At home, tired.
I’m used to the fact that people come and go now. I still don’t like it. I still get sad thinking about it, but it is inevitable. I used to be unable to think about losing people, and allowed the innate fear to control the way I interacted with people. When I dwell on this, I think how hollow and fragile our relative coexistence is. Keeping a list of contacts in a physical address book seems like an archaic thing to do, and ultimately futile. The current situation is tailor made for loneliness and disconnection.
Monday now, and I’ve admitted to myself and others that I’m somewhere on a scale of depression. I know the signs now. That self-awareness is presumably a good thing. It isn’t so terrifying any more. I don’t feel especially desperate to seek help. It will pass, I’m not blaming myself or trying to fight against it. It is a fact of life. An irritating demoralising fact. The present time reminds me of the worst times in Halifax, when I drifted between jobs, lived up a tower, and carried a burden of purposeless around with me. At that time, I had no real aspiration to do anything more than exist daily, and therefore no realistic way to lift myself out of that state. I now keep aspirations simmering, usually a few distinct separate challenges to aim at. I generally don’t move close to achieving them at any notable pace, but they are there, being refined, researched, imagined.

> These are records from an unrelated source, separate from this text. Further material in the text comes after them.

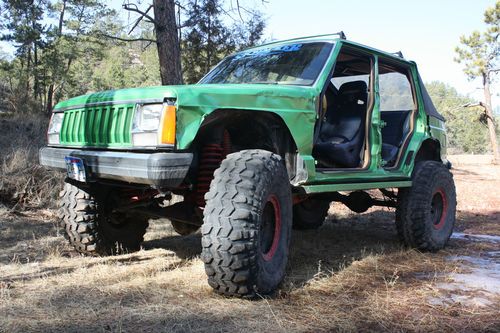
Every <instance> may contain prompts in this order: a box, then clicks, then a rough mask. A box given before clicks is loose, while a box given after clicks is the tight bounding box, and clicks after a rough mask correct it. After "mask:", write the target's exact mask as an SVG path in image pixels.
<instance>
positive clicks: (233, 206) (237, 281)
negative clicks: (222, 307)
mask: <svg viewBox="0 0 500 333" xmlns="http://www.w3.org/2000/svg"><path fill="white" fill-rule="evenodd" d="M205 199H206V206H205V210H204V224H203V226H202V246H203V249H202V256H201V257H202V260H203V262H204V263H205V271H206V273H207V276H208V284H209V285H210V286H211V287H212V288H214V290H215V291H216V292H218V293H220V294H223V295H227V296H240V297H254V296H255V295H256V294H268V293H270V292H272V291H273V290H274V289H275V288H277V286H278V285H279V283H280V282H281V281H282V280H283V277H284V274H285V267H286V264H287V260H288V248H289V243H290V233H291V225H292V195H291V188H290V183H289V180H288V175H287V172H286V168H285V165H284V163H283V160H282V159H281V157H280V156H278V155H276V154H273V153H271V152H268V151H264V150H243V151H240V152H237V153H233V154H230V155H228V156H227V158H226V159H225V160H224V161H223V162H222V164H221V166H220V167H219V169H217V170H216V171H215V175H214V180H213V181H212V183H211V185H210V190H209V192H208V193H207V194H206V196H205Z"/></svg>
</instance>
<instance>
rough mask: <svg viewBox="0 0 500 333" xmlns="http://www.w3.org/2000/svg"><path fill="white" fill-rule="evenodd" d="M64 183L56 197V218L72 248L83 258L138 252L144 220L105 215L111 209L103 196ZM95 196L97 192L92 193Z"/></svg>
mask: <svg viewBox="0 0 500 333" xmlns="http://www.w3.org/2000/svg"><path fill="white" fill-rule="evenodd" d="M93 192H94V191H92V190H91V188H90V187H87V186H78V187H77V186H75V185H73V184H71V183H65V185H64V189H63V190H62V191H61V193H60V209H59V217H60V218H61V219H62V220H63V221H64V227H65V231H66V236H67V238H68V240H69V242H70V243H71V245H73V246H74V248H75V249H76V250H77V251H78V252H80V253H82V254H86V255H111V254H123V253H130V252H134V251H137V250H139V248H140V245H141V243H142V241H143V236H144V234H145V233H146V229H147V227H148V219H147V218H146V217H143V216H138V215H132V214H127V213H119V214H118V213H113V214H111V213H108V212H109V211H110V209H111V208H112V207H110V205H109V202H107V200H106V198H107V197H108V196H107V195H106V194H107V193H103V192H107V191H99V192H100V195H99V196H97V195H96V194H94V193H93ZM95 192H97V191H95Z"/></svg>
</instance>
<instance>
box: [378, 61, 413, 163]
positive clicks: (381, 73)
mask: <svg viewBox="0 0 500 333" xmlns="http://www.w3.org/2000/svg"><path fill="white" fill-rule="evenodd" d="M378 82H379V94H380V116H381V119H382V121H384V123H385V126H384V127H383V128H382V131H381V132H382V160H384V161H385V165H384V166H385V167H393V166H395V165H396V163H397V161H398V157H399V155H400V152H401V150H402V148H403V146H404V144H405V142H406V140H407V138H408V137H409V134H410V133H411V131H412V127H413V124H412V119H413V114H414V111H415V110H416V102H415V96H414V93H413V89H412V82H411V75H410V72H409V70H408V69H406V68H402V67H398V66H394V65H392V64H389V63H386V62H384V61H383V60H381V61H380V62H379V75H378Z"/></svg>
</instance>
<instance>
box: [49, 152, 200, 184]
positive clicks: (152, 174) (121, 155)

Writing is happening slowly at the moment. Cognitive function is slowed, reduced. In sustained observation, this is referred to as psychomotor retardation. Perhaps I need to slow down thought processes, this has become a necessary stage to allow daily activities to fall into fragments, which in turn can be analysed and divided into useful, necessary, rewarding or distracting categories. Most of my activities actually aren’t necessary, they’ve just become consuming, draining, burdensome OCD-like habits. Forcibly removing the detritus from daily routines, maybe permanently, and also removing physical paraphernalia and clutter will help. Everyone should do this every so often. Possessions become a mental weight, a burden if they don’t have a purpose or bring joy. I don’t even want all the plants everywhere now, they create shadows. I’ll paint the room lighter. Just white on the walls and floor.
I’m realising now that I’ve gone far enough down this route of painful, self indulgent analysis that something of a slow reinvention is inevitable now. It may not be obvious, dramatic, or even noticeable to many other people. If I was told I was going back to work tomorrow I would go, and try to be committed and engaged, but it would be somehow different, of limited interest, a means to an end, just filling the day. Recently when I’ve had contact from work it has invoked an emotional turmoil, excitement then disappointment at the realisation that I’m still at home, alone, without purpose. I wonder what my new priorities would be? Moving, maybe out of London, saving for an MA course, making art work, tackling finances. I hope that I don’t get sucked into the job so much that I lose momentum for the important objectives again. I think on return I’d feel and act more subdued. Now that we’ve seen how fragile the business is, how readily it can fall like a house of cards, I will find it hard to invest so much emotion into it again. I can’t let it be the only good thing I have. It will serve its purpose and pay me until I’m ready to move on, with structure and self confidence.. That was the mistake before, I didn’t realise how much I needed it until I moved on, moving on to nothing concrete though, I destroyed my support network in the process. I’m more aware of that unhealthy dependence now, so have to create other rewarding objectives for myself. At least I’m able to identify that now. Hopefully I’ll achieve something while I still have time left.
Some people will fall by the wayside, sadly. It happens. I’d rather not think about who they may be. I can’t prevent it happening.